One of the best parts of going to school at the University of Minnesota is being in such close proximity to the amazing research going on here every day. As an undergraduate you are encouraged to participate in research in whatever area you are passionate about. Doing research lets you get to know professors and graduate students better and gives you a real taste for what it's like to be part of the scientific community. The work that students do is original and answers real questions facing the plant sciences, and can lead to posters, presentations, and even publications.
Undergraduate Research Opportunities Program
The U of M's Undergraduate Research Opportunities Program (UROP) is the most common way undergraduate students get involved in research. It provides a stipend to undergraduates for special research, scholarly, or creative projects done with a faculty member. You must apply and be accepted into the UROP program. Starting a research project is simple. To apply, you'll develop your own research proposal based on your interests, usually in partnership or with the permission of a faculty member. You may have to talk to a few professors to find one whose interest areas match yours. Applications are accepted twice a year. They're judged on the quality of the proposed project, and on the educational benefit to the student.
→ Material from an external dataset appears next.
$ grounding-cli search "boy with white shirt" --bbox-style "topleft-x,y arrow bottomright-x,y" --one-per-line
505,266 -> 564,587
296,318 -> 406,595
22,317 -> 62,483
Interested in doing a UROP, but not sure on what? CFANS sends out a list of possible projects every semester that faculty members think are appropriate for undergraduates. Here is a PDF of the potential projects for Spring 2016. If you have an idea of what you'd like to do or a research area you're interested, find a faculty member that fits that area and get in touch by using the links to the right.
Visit the UROP website to find everything you could want to know about UROP. If you have any questions about UROP, contact UROP Coordinator Vicky Munro at 612-625-3853.
The Research Apprenticeship Program is a 2-year program that provides an early opportunity for students to develop their interests in formal research through faculty mentorship. This is supported by an action-oriented programmatic model encompassing the research experience from beginning to end. This experience is meant to stimulate minds, broaden perspectives, and strengthen connections in the University and global community. Learn more about the program on the CFANS website.
The Theodora and Arnold Johnson Undergraduate Research Program is designed to provide students with an internship opportunity to work with a faculty member on a research topic pertaining to sustainable agriculture such as agricultural production, the environment, food science and nutrition, social impacts of farming systems, or economics of agriculture. Students must be full-time CFANS students in good academic standing. See the Minnesota Institute for Sustainable Agriculture website for more information.
Work in a Lab
If you're looking for a flexible, on-campus job, many professors hire students to help with research projects or to work in their labs. Wages are competitive. These positions allow you to work closely with graduate students and professors. Some lab jobs are posted on the U of M's Student Employment site or on GoldPASS. Other times professors will tell their students about lab positions during class, or notice will only be given through email. Feel free to ask around to see if anything might be coming up.